Aquellos eran tiempos de mirarse obsesivamente al espejo porque no sólo cambiaba el cuerpo; mi cara también se rebeló contra la redondez de la infancia y me alarmaba reconocer el intenso filo de la barbilla, de los pómulos, de mi nariz prominente. Me costó adaptarme, pero al final comprendí que esa era yo. Esa era yo.

Andar con un mismo cuerpo durante más de veinte años y apenas percibirlo distinto es algo que crees que no va a cambiar nunca hasta que cambia, radicalmente. Me pregunto ahora mismo si lo habría notado así de rotundo de no ser por esta plaga de espejos en Zoom que trajo la pandemia. ¿Cuándo se me formaron esos dos surcos en el entrecejo?, ¿cuándo se me puso ese gesto de tipa dura a punto de echarse a llorar?, ¿de quién es esta cara?

Algo está pasando con ese mirarse horas y horas en una computadora que mutó en espejo insolente, terco, perseguidor, acechante. Ahora sabemos que también hay un círculo del infierno llamado reunión virtual que tortura obligándote a mirar tu reflejo todos los días de tu vida.

Pero el cuerpo. Me desnudo y me miro antes de entrar a la ducha. Me veo distinta; todo va, poco a poco, desplazándose, perdiendo tensión y peso; recupero con una nitidez aguda aquella sensación de cuando apenas reconocía en la piel a quien despuntaba en mí a los quince años, tiene su gracia pasar de los cuarenta y volver a estar ahí, delante de mi reflejo, con alma de adolescente asustada pero macerada en pandemia, con cuarenta años encima y un par de pérdidas punzando.

Debe ser el encierro, pienso.
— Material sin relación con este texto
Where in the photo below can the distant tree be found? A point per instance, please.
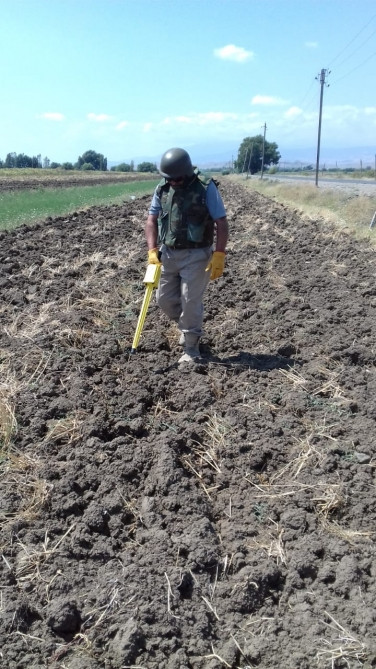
(123, 167)
(97, 160)
(36, 161)
(147, 167)
(10, 160)
(250, 154)
(87, 167)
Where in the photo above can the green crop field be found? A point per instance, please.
(28, 206)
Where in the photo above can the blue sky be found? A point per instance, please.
(131, 78)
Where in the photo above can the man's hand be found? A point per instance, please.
(216, 264)
(153, 257)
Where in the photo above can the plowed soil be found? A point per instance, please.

Debe ser que el cuerpo se replegó del territorio de la existencia, debe ser que extraño sentirme atractiva sentada a la mesa de un café aunque apenas levante la vista para agradecer al mesero que me rellena la taza, debe ser que no salí a bailar en más de un año; que no me tomé un mezcal en ese bar donde mi compa el oaxaqueño me llenaba hasta el borde el caballito, debe ser que no he vuelto a sentarme a trabajar en una destartalada mesa de escritores junto a cinco colegas mientras gritoneamos ideas y soltamos carcajadas sin ton ni son, debe ser que no entré a empujones a ningún concierto mientras me desgañitaba cantando, que hace quince meses dejé cerrado mi candado diminuto en el vestidor del gimnasio al que no volví a sudar entre otros treinta cuerpos haciendo posturas de yoga que me hacían sentir tan ridícula como liberada. Debe ser que perdí la llave diminuta de ese candado diminuto.

No.

No es todo eso, a quién quiero engañar. Es el tiempo, el implacable, el que no perdona, el hijo de puta, el que nunca se queda, el que siempre vuelve, el que cómo jode, el que un día te cae encima y apenas puedes tragar un bocado porque todo te duele y todo te aprieta y todo se te atraganta. Y todo te asusta.

No sabía que la primavera duraba un segundo, dice la canción.

Me lo digo yo ahora pero no en clave de Sol, sino de lluvia.

Habrá que llevar a este cuerpo nuevo a reconocer el mundo. Habrá que descubrir a esta otra yo y, si no quererla mucho, al menos amistarse con ella. Hasta donde tope, hasta que de nuevo me toque extrañarla frente al espejo y ponerme a buscarla.